You may have noticed at this point that the last few bullet points in the checklist involve rendering and using Jinja templates. Jinja templates are LineaPy's preferred way of templating the code that we generate.

All of the templates that are used in LineaPy can be found in the templates directory. These templates are loaded using the load_plugin_template() command as illustrated in the examples above, and can be rendered using the render() method while passing in values for the placeholder variables.

Feel free to skim some of the templates we have already created for an idea on how we use these templates. Online tutorials are also helpful, the "Getting started with Jinja" sections in this one are a good place to start.

Testing

As a pipeline integration contributor we also greatly appreciate adding tests for your new integration!

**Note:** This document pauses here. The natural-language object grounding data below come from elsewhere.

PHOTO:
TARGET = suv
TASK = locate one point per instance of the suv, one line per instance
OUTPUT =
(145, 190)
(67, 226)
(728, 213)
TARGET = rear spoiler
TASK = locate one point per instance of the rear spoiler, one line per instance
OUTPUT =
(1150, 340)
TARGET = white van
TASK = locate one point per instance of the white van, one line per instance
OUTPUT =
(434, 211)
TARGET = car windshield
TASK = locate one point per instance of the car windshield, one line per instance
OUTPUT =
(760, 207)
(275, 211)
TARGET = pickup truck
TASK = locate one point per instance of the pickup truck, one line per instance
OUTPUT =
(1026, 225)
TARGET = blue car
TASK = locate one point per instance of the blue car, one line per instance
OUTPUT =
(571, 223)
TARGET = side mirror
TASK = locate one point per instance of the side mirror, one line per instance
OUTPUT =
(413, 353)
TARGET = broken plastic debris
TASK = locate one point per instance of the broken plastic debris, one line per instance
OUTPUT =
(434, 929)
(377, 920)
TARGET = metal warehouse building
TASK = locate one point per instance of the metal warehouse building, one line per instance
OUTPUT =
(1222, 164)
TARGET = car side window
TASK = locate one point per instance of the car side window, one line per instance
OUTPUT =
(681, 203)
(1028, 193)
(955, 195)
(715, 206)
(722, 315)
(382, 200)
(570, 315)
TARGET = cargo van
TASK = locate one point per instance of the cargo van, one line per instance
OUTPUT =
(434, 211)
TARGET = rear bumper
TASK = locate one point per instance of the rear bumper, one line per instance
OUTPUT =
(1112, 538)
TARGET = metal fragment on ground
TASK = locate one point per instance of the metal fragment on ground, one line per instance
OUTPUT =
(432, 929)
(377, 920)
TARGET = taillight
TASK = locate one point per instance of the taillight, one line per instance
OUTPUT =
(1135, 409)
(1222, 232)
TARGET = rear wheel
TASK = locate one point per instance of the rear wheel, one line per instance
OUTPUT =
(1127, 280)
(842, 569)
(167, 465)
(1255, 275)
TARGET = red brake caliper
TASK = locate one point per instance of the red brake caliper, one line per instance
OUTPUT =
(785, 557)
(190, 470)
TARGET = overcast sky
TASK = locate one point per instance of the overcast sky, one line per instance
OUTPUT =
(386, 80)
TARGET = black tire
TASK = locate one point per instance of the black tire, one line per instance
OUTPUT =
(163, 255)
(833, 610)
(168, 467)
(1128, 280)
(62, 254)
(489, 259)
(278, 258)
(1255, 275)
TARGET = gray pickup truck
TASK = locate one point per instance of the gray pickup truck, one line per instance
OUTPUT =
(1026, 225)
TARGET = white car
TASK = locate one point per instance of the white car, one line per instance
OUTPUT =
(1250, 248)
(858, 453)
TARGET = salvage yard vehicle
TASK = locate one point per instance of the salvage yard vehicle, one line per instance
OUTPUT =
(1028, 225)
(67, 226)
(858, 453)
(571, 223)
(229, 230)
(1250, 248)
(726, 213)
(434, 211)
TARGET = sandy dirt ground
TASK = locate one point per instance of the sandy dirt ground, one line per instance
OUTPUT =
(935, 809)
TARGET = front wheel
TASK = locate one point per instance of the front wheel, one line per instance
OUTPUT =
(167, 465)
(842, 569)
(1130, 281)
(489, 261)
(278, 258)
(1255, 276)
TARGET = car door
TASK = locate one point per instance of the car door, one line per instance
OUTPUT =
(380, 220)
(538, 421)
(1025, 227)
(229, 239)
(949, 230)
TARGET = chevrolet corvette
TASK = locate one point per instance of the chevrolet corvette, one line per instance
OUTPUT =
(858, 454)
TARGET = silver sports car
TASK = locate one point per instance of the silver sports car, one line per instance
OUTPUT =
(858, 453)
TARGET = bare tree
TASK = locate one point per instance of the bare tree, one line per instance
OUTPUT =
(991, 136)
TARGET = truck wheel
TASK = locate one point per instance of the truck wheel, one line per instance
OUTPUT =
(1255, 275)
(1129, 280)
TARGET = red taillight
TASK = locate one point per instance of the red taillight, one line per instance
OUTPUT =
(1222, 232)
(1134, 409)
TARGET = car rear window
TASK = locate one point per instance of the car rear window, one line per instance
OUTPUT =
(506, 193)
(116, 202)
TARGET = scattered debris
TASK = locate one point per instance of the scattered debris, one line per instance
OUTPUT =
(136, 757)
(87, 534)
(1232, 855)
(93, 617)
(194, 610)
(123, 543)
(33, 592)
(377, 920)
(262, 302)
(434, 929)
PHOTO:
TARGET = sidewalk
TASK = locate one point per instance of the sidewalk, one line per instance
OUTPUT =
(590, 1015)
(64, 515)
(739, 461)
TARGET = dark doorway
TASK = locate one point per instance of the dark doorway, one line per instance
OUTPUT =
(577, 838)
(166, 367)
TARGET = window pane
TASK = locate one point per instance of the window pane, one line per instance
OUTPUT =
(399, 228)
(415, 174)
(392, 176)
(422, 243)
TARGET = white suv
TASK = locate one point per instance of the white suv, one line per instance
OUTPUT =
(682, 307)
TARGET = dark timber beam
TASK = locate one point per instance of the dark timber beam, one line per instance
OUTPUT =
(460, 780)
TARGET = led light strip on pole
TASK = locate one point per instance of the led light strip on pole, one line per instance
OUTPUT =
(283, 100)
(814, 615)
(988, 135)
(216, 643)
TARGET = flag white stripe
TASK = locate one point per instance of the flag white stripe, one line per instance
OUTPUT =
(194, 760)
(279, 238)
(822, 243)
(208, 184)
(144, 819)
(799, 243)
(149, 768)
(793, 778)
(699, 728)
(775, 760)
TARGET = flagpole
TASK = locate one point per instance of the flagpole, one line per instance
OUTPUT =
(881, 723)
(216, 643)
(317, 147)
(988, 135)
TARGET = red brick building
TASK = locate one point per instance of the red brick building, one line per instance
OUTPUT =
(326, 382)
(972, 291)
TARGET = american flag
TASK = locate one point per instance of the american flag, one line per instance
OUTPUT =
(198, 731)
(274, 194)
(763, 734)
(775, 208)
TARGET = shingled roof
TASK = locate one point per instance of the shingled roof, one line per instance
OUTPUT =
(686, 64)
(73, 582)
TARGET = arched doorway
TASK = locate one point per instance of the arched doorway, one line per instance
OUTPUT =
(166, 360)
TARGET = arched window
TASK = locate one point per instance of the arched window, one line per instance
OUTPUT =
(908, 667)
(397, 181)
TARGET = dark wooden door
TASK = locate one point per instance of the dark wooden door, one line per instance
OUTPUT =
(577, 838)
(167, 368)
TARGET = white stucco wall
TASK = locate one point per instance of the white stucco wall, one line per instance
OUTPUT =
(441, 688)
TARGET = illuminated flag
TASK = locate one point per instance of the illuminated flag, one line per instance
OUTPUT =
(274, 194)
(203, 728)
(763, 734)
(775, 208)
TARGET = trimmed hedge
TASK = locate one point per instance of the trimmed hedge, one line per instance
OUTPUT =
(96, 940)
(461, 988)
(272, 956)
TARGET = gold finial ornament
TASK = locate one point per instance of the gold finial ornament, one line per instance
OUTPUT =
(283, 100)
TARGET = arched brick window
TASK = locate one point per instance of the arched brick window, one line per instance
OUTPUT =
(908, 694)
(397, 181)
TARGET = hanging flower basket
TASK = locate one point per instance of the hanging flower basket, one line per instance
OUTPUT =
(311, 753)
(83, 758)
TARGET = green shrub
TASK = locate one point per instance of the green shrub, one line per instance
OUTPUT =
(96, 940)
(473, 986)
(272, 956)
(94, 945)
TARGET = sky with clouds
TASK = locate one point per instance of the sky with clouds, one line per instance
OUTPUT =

Snapshot tests should be added to tests/unit/plugins/test_writer.py::test_pipeline_generation by adding new parameters corresponding to your framework. Be sure to also run pytest with the --snapshot-update flag and commit the snapshot files.

Example pytest param to test Airflow framework on a simple pipeline
pytest.param(
    "simple",
    "",
    ["a", "b0"],
    "AIRFLOW",
    "airflow_pipeline_a_b0_inputpar",
    {},
    {"dag_flavor": "PythonOperatorPerArtifact"},
    ["b0"],
    id="airflow_pipeline_a_b0_input_parameter_per_artifact",
)

End-to-end tests such as the one found for Airflow in tests/test_pipeline_run_airflow.py are also highly recommended but much more involved as they require setting up a environment that can run the framework you are providing an integration for and having APIs to check the dag runs successfully. Please consult your individual framework's documentation and add these tests if possible.